- Barry K. Barnes as Tony Grigson, and Greta Gynt as Diana
- Directed by: George King
- Written by: Hugh Gray; Brock Williams; Basil Woon;
- Produced by: A.M. Salomon
- Starring: Barry K. Barnes; Greta Gynt; Ian McLean;
- Cinematography: Basil Emmott
- Music by: Bretton Byrd
- Production company: Warner Brothers
- Distributed by: Warner Brothers
- Release date: 19 October 1940;
- Running time: 73 minutes
- Country: United Kingdom
- Language: English
- Budget: £17,202
- Box office: £15,161

= Two for Danger =

1940 film

Two for Danger is a 1940 British second feature ('B') comedy crime film directed by George King and starring Barry K. Barnes, Greta Gynt and Ian McLean. It was written by Hugh Gray, Brock Williams and Basil Woon.

==Cast==
- Barry K. Barnes as Tony Grigson
- Greta Gynt as Diana
- Ian McLean as Australian
- Gordon McLeod as German
- Tony Shaw as American
- David Keir as Professor Shaw
- Vera Bogetti as Lady
- Peter Glenville as young Latin
- Peter Gawthorne as assistant commissioner
- George Merritt as Inspector Canway
- Wilfrid Caithness as Meason
- Cecil Parker as Sir Richard
- Kynaston Reeves as Doctor George Frencham
- Henry Oscar as Claude Frencham
- Gus McNaughton as Braithwaite

==Production==
It was made at Teddington Studios by Warner Brothers.

==Reception==
The Daily Film Renter wrote: "Though it carries little conviction, there being an air of theatrical unreality about most of the development, there is enough brisk detective work, dead bodies, fake street accidents and Soho snoopings for this production to get by with those who value vim above the verities."
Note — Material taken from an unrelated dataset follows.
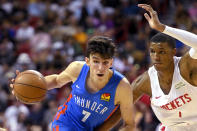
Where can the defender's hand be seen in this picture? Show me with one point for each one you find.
(153, 18)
Variety wrote: "Built on the formula of light and sound, this Warner British product comes so near to clicking it's a pity it just misses. Cast works hard and commendably with Brock Williams' original, but script's maintenance of too even a pace throws story effort on to final reel. British audiences would normally be pleased to wait for the ending, but U. S. seaters are likely to become impatient. In latter market, though, it should provide adequate dual support. Lightness is the keynote throughout, but it is unfortunate that more laughs were not sprinkled to give players something to hang it on."